Ben geldimmmm.
-Hoş geldin nefocummm
-Hoşgördükkk gölgecimmm.Bugün biraz daha sakin sularda gezelim dedim ..
Ne güzel her yer mis gibi narenciye kokuyor .Gölgecim gittim kaldırıma oturdum, ağacın gelin gibi çiçekleri...
-Artık sağır sultan bile duydu nefo; senin portakal çiçeklerinin kokusuna aşkını.
- Heyye ya… Aşığım o kokuya,Ohhh misssss .Misss…
-Ciddiliye davet etsem sizi hanımefendiciğim.
-Emrin olur gölgemmm…
Siyaset güç savaşı güçler dengesine yön veren araçlar; hatiplikten geçer.
İyi bir hatip mizahı da kullanmalı, iyi bir kalemin kullanması gerektiği gibi.
Fikirleri ve duyguları en kıvrak biçimde geniş kitlelere ulaştıran ve içinde hicvi, komediyi de barındıran, sanatsal bir alan olmanın yanı sıra önemli bir kitle iletişim aracı dersek; mizah burdayımmm der…
Siyasetin kaotik çıkmazlarına dair, eleştiri silahı olduğu varsayımından yola çıkarsak; negatif boyutu da hesaba katıldığında ;Mark Twain’in deyimiyle’’ insanoğlunun elindeki şaşaalı bir silaha dönüşmeye muktedirdir’’. Hele de inişli çıkışlı Türk siyasetinde … Ehil ellerde, üstünlük kurma savaşında tam bir silaha. Çaresiz bırakma noktasında… Rakiplerin saf dışı bırakılmasına yarayan, üstünlük kurmayı harekete geçiren ,çarkın suyu
Mizahı, siyasette kullanmak her siyasetçinin uygulayabildiği olgu değil; hele ki de günümüz siyasetinin gün geçtikçe daha suratsız, tahammülsüzlükle, bağırma, suçlama, hakaretle yapıldığı düşünülürse.

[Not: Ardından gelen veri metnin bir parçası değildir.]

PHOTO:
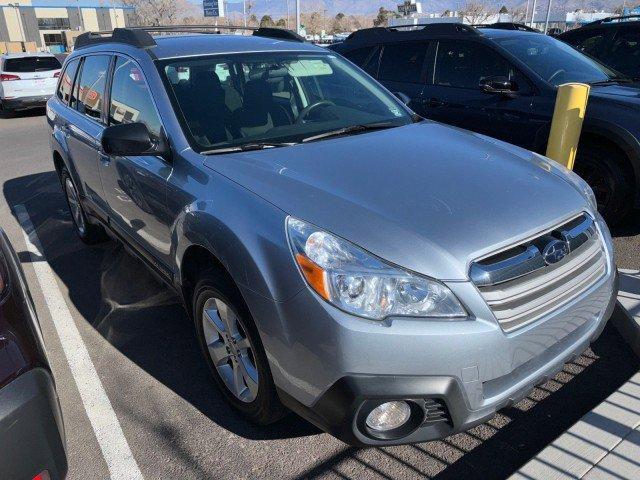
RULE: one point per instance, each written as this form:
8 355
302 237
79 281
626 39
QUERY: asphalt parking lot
175 422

Churchill bir konuşma sırasında kendisine “hain” diyen bir muhalifi için şu sözleri kullanır: “Şuna bilhassa dikkat ediyorum: Siyasi münakaşalar hararetlendiği zaman hırçın tabiatlı ve sınırlı zekası olanlar kabalaşmayı seçiyorlar” demiş. Günümüz e dönersek çok da yabancı gelmiyor bu ifade dimi?
Ahhhh!!! Ahhh !!!Mizahı kullanabilseler; ’yönetenler güç savaşında kendilerini galibiyete ulaştıracak, yönetilenler ise kendilerini yönetenleri sarsacak ve onlara verdikleri iktidarı yerinden oynatabilecek bir silaha sahip olurlar’’.
Asık surat iticidir görmek hatta sesini duymak istemez halk. Charles Gruner ‘in “neşeli saldırganlık” olarak nitelediği; gülmenin malzemesi olan mizahı kullanan akıllı siyasetçi ise, gülümser. Sinirlerini aldırmak denir ya; aslında o budur işte.
Mizahın siyasette kullanabilen günümüzdeki nadir siyasetçiler; ayni dozda gelene hazırcevap, ama, kaba görünmeden üstünlük kurma ve saldırılarını kamufle ederek zekalarını ortaya koymakta, seviyelerini de koruyabilmektedir.
Ayni şekilde kalemlerde ,amma velakin; az sayıda kalan kalemler…
Kalem kılıçtan keskindir, ama mizahı da katarsa; gömer üzerine toprak atar hatta çiçek bile eker.
Evvelallah …
Vesselam.
Dip notumuz gelsin beylerrrr!!!
Kazanan; kazandığına sevinmesin.
Kaybeden de kaybettiğine üzülmesin.
Kazanan; kazandığını korumak için mücadele etsin
Kaybeden; niye kaybettiğimin peşine düşüp, ders çıkarsın.
Yerel seçimde kazanmak; çok önemli değildir.
Süreç seçim bittiği anda başlar; her şey sıfırlanır.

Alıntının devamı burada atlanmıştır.